No obstante, para ganar elecciones se necesitan más votos que los adversarios, por lo que queda claro que con los que se obtuvieron el domingo pasado no alcanza. Sebastián Sichel tendrá que hacer una gran campaña para convocar a la gente a votar por él, señalando un camino integrador para el Chile del futuro, utilizando un lenguaje novedoso y aspiracional, que mezcle emociones con racionalidad, independencia y compromiso, sencillo de entender, de fácil llegada a la gente y a la vez seductor.

Su tarea no es nada fácil y sin duda exigirá generosidad de todos los dirigentes políticos afines y sus candidatos al Parlamento, subordinando los intereses personales y partidistas al interés superior del país, lo que les permitiría recuperar la confianza de la ciudadanía, demostrando grandeza por el bien de Chile.

En la otra orilla, si bien Jadue quedó fuera de competencia, un gobierno de Gabriel Boric no sería muy diferente, porque es neo-marxista y está alineado claramente con el PC, como lo ha manifestado.

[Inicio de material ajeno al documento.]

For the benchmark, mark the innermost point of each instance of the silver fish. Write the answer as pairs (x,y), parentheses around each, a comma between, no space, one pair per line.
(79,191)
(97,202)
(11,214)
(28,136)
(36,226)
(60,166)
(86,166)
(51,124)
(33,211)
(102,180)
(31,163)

Boric hizo una buena campaña, pero ha dejado rastros en el camino que permiten hacerse una idea de su pensamiento, como la defensa histórica del FPMR y el Frente Autónomo, el homenaje al Comandante Ramiro, extraditado de Brasil donde cumplía encarcelamiento; la visita a Palma Salamanca en París, condenado por el asesinato del Senador Guzmán, y su aparición posando sonriente con una camiseta con la imagen del Senador Jaime Guzmán baleado, por lo que fue sancionado en el Congreso con el 5% de su dieta.

Sumándose a Boric, finalmente doña Yasna se proclamó candidata, lo que abrió el apetito a los miembros de Unidad Constituyente. Tanto la DC, que abandonó ignominiosamente a Ximena Rincón como ahora el PS y el PPD quieren deshacerse de Paula Narváez, creen que su salvación de la inexistencia es Yasna Provoste, demostrando que lo que realmente los motiva es recuperar el poder y los privilegios perdidos. Qué mayor demostración de esto cuando deseaban ansiosamente competir en la primaria de Boric y Jadue, dejando sola a la DC, pero como el PC los despreció, ahora son todos amigos, pero no saben cómo hacerlo creíble. Y falta lo que digan ME-O y el PR.

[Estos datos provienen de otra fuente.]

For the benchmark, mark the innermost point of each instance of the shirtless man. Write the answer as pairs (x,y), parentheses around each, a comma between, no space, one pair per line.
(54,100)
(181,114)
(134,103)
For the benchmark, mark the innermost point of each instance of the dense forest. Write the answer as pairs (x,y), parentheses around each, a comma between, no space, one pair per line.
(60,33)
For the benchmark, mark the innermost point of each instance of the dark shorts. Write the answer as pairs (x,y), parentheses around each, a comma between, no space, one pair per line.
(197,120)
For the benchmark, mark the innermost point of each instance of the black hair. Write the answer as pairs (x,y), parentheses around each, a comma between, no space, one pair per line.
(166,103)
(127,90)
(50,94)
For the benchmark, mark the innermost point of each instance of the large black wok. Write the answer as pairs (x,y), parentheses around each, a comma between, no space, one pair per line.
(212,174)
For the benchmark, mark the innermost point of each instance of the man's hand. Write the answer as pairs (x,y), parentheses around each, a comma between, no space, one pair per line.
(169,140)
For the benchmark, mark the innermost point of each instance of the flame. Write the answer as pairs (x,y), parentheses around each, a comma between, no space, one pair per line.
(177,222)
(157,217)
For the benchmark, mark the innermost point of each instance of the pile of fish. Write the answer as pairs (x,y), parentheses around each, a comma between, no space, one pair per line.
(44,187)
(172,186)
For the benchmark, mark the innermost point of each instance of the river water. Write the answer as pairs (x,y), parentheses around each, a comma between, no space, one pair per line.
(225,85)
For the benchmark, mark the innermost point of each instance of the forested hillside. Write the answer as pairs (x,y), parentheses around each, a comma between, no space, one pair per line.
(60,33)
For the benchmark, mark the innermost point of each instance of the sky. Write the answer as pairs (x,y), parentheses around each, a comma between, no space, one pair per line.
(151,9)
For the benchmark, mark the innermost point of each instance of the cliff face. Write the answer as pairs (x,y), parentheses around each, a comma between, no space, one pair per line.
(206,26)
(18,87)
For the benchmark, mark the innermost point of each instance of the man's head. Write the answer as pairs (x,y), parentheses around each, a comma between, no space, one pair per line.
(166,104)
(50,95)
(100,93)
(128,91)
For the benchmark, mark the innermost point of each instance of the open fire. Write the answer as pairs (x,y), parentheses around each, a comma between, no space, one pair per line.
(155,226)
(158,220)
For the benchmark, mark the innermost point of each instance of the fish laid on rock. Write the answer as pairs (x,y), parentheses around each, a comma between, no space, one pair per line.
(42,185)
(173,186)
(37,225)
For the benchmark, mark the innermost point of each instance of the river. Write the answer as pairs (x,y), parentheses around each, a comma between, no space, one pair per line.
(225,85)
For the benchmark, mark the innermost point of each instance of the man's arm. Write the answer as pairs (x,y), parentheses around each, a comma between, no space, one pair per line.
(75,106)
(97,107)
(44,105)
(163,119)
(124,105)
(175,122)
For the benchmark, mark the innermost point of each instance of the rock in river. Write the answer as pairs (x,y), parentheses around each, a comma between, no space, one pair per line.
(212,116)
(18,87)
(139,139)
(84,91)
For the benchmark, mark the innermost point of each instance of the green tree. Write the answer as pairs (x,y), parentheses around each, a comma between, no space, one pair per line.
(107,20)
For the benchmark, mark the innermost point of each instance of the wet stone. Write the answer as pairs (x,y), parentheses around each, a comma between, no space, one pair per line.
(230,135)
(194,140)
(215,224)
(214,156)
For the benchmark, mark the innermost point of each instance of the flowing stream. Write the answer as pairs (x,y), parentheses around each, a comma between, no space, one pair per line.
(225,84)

En todo caso, Yasna Provoste después de la acusación constitucional que la dejó fuera de la política 5 años, se izquierdizó totalmente, lo que demuestra con sus intervenciones y votaciones en el Senado y por los proyectos que ha presentado. Pero también por su dura e injusta crítica al gobierno en cuanto al manejo de la pandemia, el proceso de vacunación y las ayudas implementadas, expresada durante su cuenta pública del Senado, contrastando visiblemente con el gran reconocimiento internacional al actuar del gobierno en esas materias.

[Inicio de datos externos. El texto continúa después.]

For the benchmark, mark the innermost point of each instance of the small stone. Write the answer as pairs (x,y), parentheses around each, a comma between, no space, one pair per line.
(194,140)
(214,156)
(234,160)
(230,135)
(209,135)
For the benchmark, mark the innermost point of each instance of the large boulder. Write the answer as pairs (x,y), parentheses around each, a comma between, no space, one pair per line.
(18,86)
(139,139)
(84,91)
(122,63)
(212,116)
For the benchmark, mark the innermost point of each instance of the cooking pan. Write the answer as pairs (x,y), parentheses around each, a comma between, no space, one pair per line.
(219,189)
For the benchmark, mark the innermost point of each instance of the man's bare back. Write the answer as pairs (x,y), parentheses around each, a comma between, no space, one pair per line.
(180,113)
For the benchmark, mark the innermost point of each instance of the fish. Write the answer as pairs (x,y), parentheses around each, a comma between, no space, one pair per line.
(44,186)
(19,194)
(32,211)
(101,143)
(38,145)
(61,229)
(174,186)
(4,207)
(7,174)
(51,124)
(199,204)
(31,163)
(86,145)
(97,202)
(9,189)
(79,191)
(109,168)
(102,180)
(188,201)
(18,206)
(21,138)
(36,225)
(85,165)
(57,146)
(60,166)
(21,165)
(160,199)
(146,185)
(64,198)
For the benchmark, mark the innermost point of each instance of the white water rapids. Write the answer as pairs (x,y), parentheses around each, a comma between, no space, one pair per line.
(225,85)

Y que mejor muestra de lo que sería un gobierno de izquierda que lo que sucede en la Convención Constitucional. Intentan aplicar la cultura de la cancelación, impidiendo que se oiga la voz de quienes no piensan como la mayoría que abusa del poder. A eso se suma el atropello a las minorías, la negación del terrorismo en la Araucanía, el ampliar la mesa, el presupuesto y el no permitir que entre la prensa a la sala donde se reúnen, para que no se pueda conocer la cocina entre el FA y el PC, poniéndose de acuerdo en lo que van a aprobar, pasando la aplanadora de su mayoría.

Hagamos caso a las señales del tránsito. Virar a la izquierda nos puede costar muy caro.